Is AI calling legal in India in 2026?

Yes, but only if you comply with TRAI's TCCCPR rules. AI voices are classified as artificial voices, so commercial calling needs DLT/telemarketer registration, DND scrubbing, valid consent, correct number series, the 9am-9pm promotional window, and recording disclosure. Genuine inbound service calls carry a lighter burden.

What is DLT registration and do I need it for AI calling?

DLT registration is mandatory registration on a telecom operator's platform before making commercial calls. Your business registers as a Principal Entity, your provider as a telemarketer, and you complete a PE-TM binding.
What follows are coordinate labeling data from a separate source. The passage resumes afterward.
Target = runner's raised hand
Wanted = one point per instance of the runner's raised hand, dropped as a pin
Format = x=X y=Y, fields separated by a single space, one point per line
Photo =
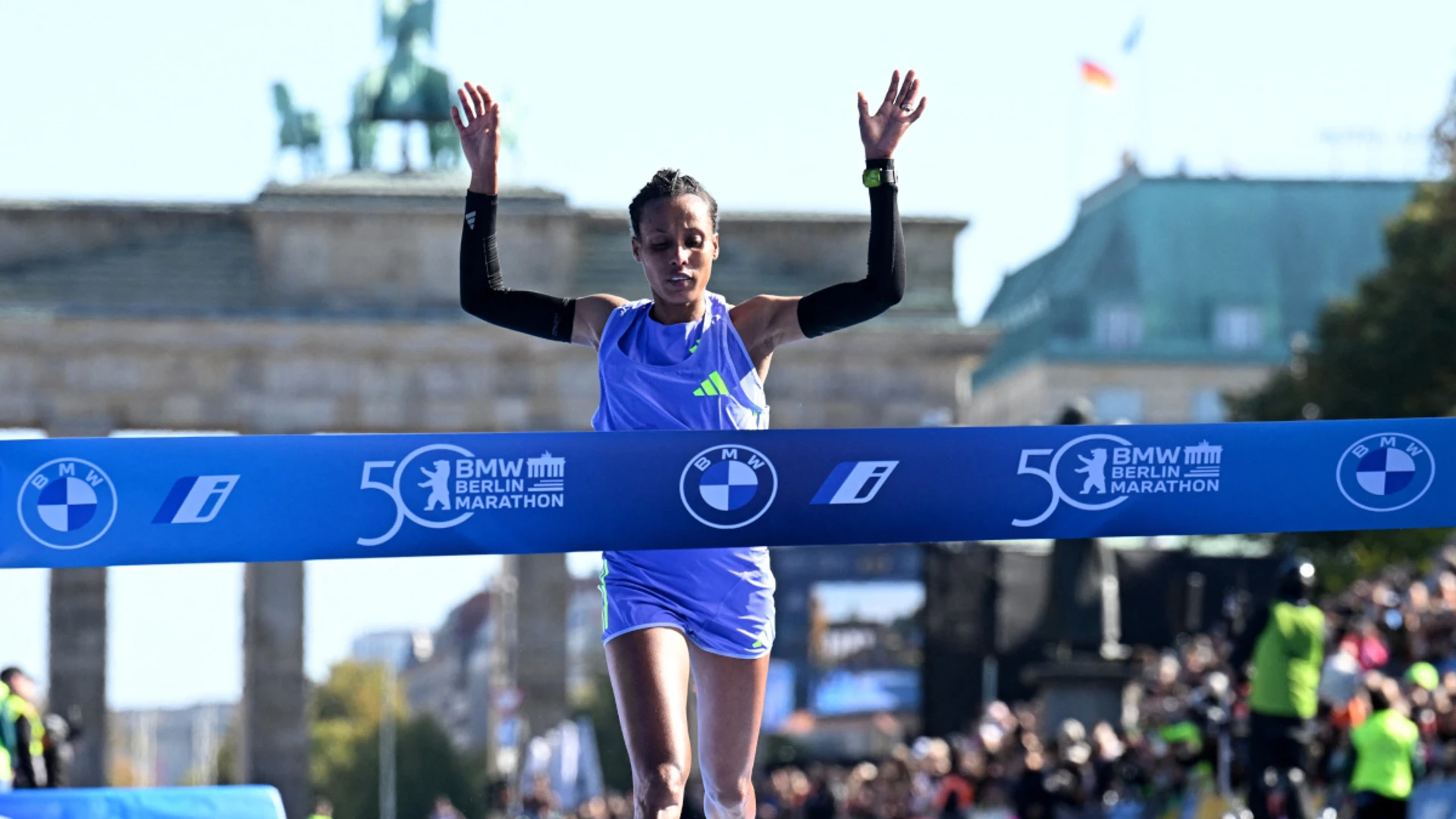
x=478 y=121
x=881 y=130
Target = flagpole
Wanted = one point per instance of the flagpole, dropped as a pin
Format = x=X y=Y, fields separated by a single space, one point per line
x=1074 y=136
x=1141 y=120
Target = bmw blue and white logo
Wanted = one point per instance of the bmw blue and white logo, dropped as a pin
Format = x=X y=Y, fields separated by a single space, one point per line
x=67 y=503
x=1385 y=471
x=730 y=485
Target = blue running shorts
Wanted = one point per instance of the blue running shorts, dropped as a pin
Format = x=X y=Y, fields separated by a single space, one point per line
x=721 y=599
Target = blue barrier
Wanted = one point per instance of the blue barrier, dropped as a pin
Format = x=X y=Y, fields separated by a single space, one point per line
x=228 y=802
x=1433 y=800
x=108 y=502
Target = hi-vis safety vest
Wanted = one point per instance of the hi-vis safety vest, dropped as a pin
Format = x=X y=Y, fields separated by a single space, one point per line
x=1385 y=745
x=18 y=708
x=1286 y=662
x=6 y=739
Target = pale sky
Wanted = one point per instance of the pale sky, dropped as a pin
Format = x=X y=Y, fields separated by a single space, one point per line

Without it, carriers block your commercial traffic.

How long is consent valid under the 2025 TRAI rules?

Inferred consent lasts only for the duration of the customer relationship, and explicit consent to fulfil a transaction is valid for just 7 days. A call is only transactional if triggered within 30 minutes of a customer action; otherwise it needs promotional consent.

What are the penalties for non-compliant AI calling in India?

First-time offenders can face a 15-day suspension of outgoing telecom services; repeat offenders can be disconnected from all telecom resources for up to a year and blacklisted. DPDP breaches carry separate, much larger financial penalties.

Does the DPDP Act apply to AI calling?

Yes. The DPDP Act 2023, with Rules notified in November 2025, governs the personal data behind your calls, requiring lawful consent, security safeguards, a grievance officer, breach reporting, and data localisation. Full compliance is required by May 2027.

Do I need DLT registration if my AI agent only answers inbound calls?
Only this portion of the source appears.